At 2 a.m. EDT Tuesday, the National Hurricane Center said tropical cyclone formation was not expected in the North Atlantic, Caribbean Sea, or Gulf of America during the next seven days, but that did not mean the tropical map was empty. [1]
In the eastern and central North Pacific outlook issued at 11 p.m. PDT Monday, NHC said a low well southwest of the southern tip of Baja California was becoming better organized, that a tropical depression was expected to form during the next day or two, and that formation chances were 70 percent through 48 hours and 90 percent through seven days. [1]

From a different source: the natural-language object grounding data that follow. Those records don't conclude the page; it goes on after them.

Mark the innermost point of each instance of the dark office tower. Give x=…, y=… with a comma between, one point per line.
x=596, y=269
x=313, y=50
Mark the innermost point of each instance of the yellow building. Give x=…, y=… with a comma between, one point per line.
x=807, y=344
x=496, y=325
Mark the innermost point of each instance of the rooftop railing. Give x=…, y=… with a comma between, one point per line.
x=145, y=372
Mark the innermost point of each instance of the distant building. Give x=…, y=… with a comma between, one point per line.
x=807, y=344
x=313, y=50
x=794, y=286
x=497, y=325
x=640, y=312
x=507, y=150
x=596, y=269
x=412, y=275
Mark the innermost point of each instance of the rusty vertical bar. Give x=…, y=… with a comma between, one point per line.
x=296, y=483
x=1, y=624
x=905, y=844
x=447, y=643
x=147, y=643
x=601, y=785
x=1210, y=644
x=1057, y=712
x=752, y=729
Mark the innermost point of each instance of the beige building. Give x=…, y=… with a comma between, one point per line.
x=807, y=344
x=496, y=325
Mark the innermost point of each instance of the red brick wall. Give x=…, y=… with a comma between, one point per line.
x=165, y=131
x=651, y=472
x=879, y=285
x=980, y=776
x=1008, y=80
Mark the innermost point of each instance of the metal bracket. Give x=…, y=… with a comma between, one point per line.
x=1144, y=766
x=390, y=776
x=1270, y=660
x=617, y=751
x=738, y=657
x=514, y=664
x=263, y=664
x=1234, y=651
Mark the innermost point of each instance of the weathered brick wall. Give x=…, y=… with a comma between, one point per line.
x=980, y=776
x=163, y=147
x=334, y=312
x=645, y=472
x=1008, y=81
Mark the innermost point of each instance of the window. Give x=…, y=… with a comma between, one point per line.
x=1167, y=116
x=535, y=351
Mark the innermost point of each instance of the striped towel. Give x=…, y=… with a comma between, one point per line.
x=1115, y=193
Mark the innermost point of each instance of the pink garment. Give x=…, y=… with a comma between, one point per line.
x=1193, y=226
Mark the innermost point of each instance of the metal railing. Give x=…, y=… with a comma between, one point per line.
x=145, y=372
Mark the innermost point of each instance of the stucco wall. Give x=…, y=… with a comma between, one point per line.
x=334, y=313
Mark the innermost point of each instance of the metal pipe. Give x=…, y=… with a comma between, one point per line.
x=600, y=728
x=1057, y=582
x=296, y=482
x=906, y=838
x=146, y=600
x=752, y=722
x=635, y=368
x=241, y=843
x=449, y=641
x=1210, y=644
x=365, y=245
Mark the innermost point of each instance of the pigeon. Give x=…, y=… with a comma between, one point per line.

A second eastern Pacific area was likely to form offshore of Central America and southern Mexico late this week or over the weekend, with a near-zero 48-hour chance and a 40 percent seven-day chance. [1]
That is the map-reading lesson: Atlantic households still prepare for hurricane season because seasonal risk is not a landfall promise, but today's live development risk sat in another basin, and weather discourse rewards the brightest blob while service journalism asks which basin, which clock, and which percentage.
The timestamp is part of the forecast, so this brief uses the NHC outlook visible early Tuesday rather than a permanent description of the tropics, and because the next advisory cycle can change the percentages, the responsible habit is to read basin, issuance time, 48-hour odds, and seven-day odds together.